I no longer recall.   Did someone introduce us?  Possibly this was another of my impetuous gestures following a casual meeting in a pub.

All I can be sure of 60-plus years down the line is that he arrived at my Hornsey home in the second half of the 1950s, together with a lovely young woman named Julie, and a somewhat deadbeat character named Jack with an antiquated, barely playable, upright piano.  Three musicians and a musical instrument. 

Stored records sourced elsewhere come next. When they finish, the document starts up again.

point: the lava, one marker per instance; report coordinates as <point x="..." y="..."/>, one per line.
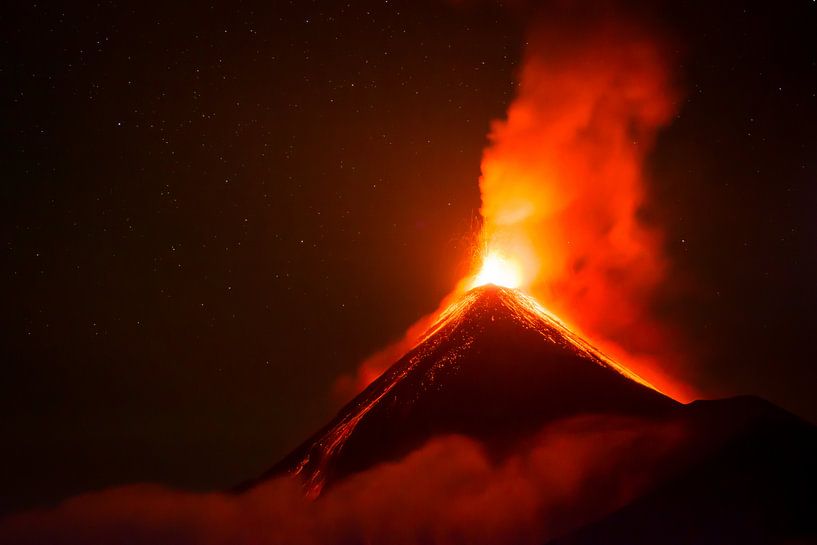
<point x="498" y="270"/>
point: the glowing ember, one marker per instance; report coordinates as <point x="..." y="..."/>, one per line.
<point x="498" y="270"/>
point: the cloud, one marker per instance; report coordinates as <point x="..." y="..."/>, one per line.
<point x="449" y="491"/>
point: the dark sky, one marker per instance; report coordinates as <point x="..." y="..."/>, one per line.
<point x="210" y="213"/>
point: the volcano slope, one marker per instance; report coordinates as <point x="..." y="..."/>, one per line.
<point x="498" y="368"/>
<point x="495" y="367"/>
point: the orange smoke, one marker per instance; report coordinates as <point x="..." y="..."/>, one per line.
<point x="563" y="186"/>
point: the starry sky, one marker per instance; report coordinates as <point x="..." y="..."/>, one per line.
<point x="210" y="213"/>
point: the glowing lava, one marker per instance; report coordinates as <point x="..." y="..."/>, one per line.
<point x="498" y="270"/>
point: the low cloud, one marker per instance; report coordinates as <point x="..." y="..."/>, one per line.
<point x="449" y="491"/>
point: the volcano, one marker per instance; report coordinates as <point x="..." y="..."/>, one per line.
<point x="496" y="366"/>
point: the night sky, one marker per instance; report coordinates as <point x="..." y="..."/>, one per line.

Julie was Julie Felix, a folk singer and guitarist.  She did not stay very long.  Jack was next to go.  He decamped without paying his rent, but the piano he left behind stayed with me for several years and gave me a great deal of pleasure, being disposed of only when my friend Sasha suggested I replace it with an excellent pianola, plus hundreds of musical rolls, that was costing him a small fortune in storage charges at Harrods.

But Zack stayed with me for a long time.  I used to spend many evenings boozing it up and dancing at a club in Kensington, the Exhibition Club in Harrington Road, near South Kensington station.  And I managed to get him a singing engagement at the club.  Ron Moody's prediction at LSE had achieved its solitary success!  He recorded one of my songs on the "A" side of a 45 r.p.m record.  Spike Hornett had arranged the music and found a pianist to accompany Zack.  The song was Just Think of Me written as a tribute to departing Wife number one, Naomi.  The "flip" side was a duet between Zack and a lovely young woman named Juliet (her surname lost in the mists of time!) who had been introduced to me by friend Russell Cooke, who subsequently also introduced me to the lady who was to become the third Mrs Sinclair.  Well, you can't win them all.  [That's a joke!]  The song the pair sang was Let's Osculate, which I later used in the revue I co-wrote with Malcolm Knight.

My memory of Zack's departure is as hazy as my memory of his arrival, but I was amazed to learn some years later that he had married the internationally famed dancer Elizabeth Seal.  They had apparently met when he had a minor role in the Broadway production of Irma La Douce in 1960 in which Elizabeth Seal had played the lead to much acclaim.